Agromaritim: Visi Besar yang Butuh Kaki-kaki Kuat
Pendekatan agromaritim bukan sekadar penggabungan antara sektor pertanian dan kelautan, tetapi sebuah transformasi menyeluruh yang mensyaratkan integrasi hulu-hilir, kolaborasi lintas sektor, dan penguatan ekosistem produksi lokal.
Potensi Halsel jelas besar. 30 kecamatan dengan laut yang luas, garis pantai yang strategis, serta basis pertanian dan perikanan rakyat yang tangguh secara historis. Tetapi kekayaan ini belum sepenuhnya menjelma menjadi kesejahteraan.
Masyarakat Pesisir: Basis yang Belum Diperkuat
Nelayan dan petani pesisir adalah tulang punggung agromaritim. Namun realitanya, mereka juga adalah kelompok yang paling rentan:
- Literasi usaha dan teknologi masih rendah;
- Ketergantungan pada musim, BBM, dan pasar antara; dan
- Lemahnya kelembagaan ekonomi lokal dan konektivitas infrastruktur dasar.
Tanpa strategi pemberdayaan yang spesifik dan terencana, transformasi agromaritim berpotensi hanya akan memperkuat elite ekonomi baru, meninggalkan nelayan dan petani dalam lingkaran lama ketidakberdayaan.
Diperlukan program pelatihan, inkubasi usaha, koperasi nelayan/petani modern, serta integrasi data sosial-ekonomi untuk menjadikan mereka aktor utama, bukan penonton di wilayahnya sendiri.
Kesiapan Dinas Teknis: Antara Rencana dan Pelaksanaan
Dinas Perikanan dan Dinas Pertanian Halsel adalah motor teknis transformasi ini. Namun ada tantangan besar:
- Rencana kerja dinas masih bersifat sektoral dan belum integratif;
- SDM dan budaya kerja masih belum sepenuhnya memahami pendekatan agromaritim sebagai strategi lintas sektor;
- Belum ada pilot project kawasan agromaritim terpadu sebagai model rujukan lintas OPD dan masyarakat; dan
- Koordinasi dan sinergi program masih bersifat simbolik dan belum terstruktur dalam satu sistem kendali bersama.

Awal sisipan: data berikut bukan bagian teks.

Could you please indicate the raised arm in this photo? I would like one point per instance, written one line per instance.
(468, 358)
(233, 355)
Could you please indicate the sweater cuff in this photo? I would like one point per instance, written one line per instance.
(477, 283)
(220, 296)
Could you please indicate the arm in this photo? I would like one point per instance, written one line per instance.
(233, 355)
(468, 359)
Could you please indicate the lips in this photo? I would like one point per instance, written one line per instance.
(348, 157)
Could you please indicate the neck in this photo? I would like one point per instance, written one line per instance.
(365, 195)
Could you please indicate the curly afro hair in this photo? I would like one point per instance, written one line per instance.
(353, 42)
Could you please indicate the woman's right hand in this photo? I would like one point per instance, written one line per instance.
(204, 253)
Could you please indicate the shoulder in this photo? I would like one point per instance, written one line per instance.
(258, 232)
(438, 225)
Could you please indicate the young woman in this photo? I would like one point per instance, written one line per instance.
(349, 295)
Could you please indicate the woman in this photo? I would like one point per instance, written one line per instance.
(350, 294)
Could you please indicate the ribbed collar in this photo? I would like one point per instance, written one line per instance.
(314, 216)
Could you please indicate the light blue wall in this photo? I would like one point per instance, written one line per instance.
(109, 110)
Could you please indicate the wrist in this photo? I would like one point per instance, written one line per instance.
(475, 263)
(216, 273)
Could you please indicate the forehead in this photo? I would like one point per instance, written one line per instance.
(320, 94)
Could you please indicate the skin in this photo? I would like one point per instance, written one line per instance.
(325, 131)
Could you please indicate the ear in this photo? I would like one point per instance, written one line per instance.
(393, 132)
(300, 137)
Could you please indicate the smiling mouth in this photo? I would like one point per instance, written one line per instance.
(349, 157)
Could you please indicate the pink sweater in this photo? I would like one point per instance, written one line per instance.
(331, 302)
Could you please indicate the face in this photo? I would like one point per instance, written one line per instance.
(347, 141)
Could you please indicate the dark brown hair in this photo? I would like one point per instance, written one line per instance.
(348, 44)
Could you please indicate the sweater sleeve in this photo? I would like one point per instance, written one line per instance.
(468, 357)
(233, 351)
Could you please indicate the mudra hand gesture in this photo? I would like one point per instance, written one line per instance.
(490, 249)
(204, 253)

Fiskal dan Anggaran: Saatnya Menggeser Prioritas
APBD Halsel selama ini masih didominasi belanja rutin dan program tahunan jangka pendek. Transformasi agromaritim membutuhkan:
- Relokasi anggaran ke sektor produktif dan berbasis kawasan;
- Integrasi belanja OPD dalam satu kerangka pembangunan kawasan agromaritim;
- Penguatan peran Bappeda sebagai koordinator substansi, bukan sekadar operator Musrenbang; dan
- Penerapan participatory budgeting agar desa-desa pesisir bisa benar-benar menentukan prioritas sesuai kebutuhan nyata.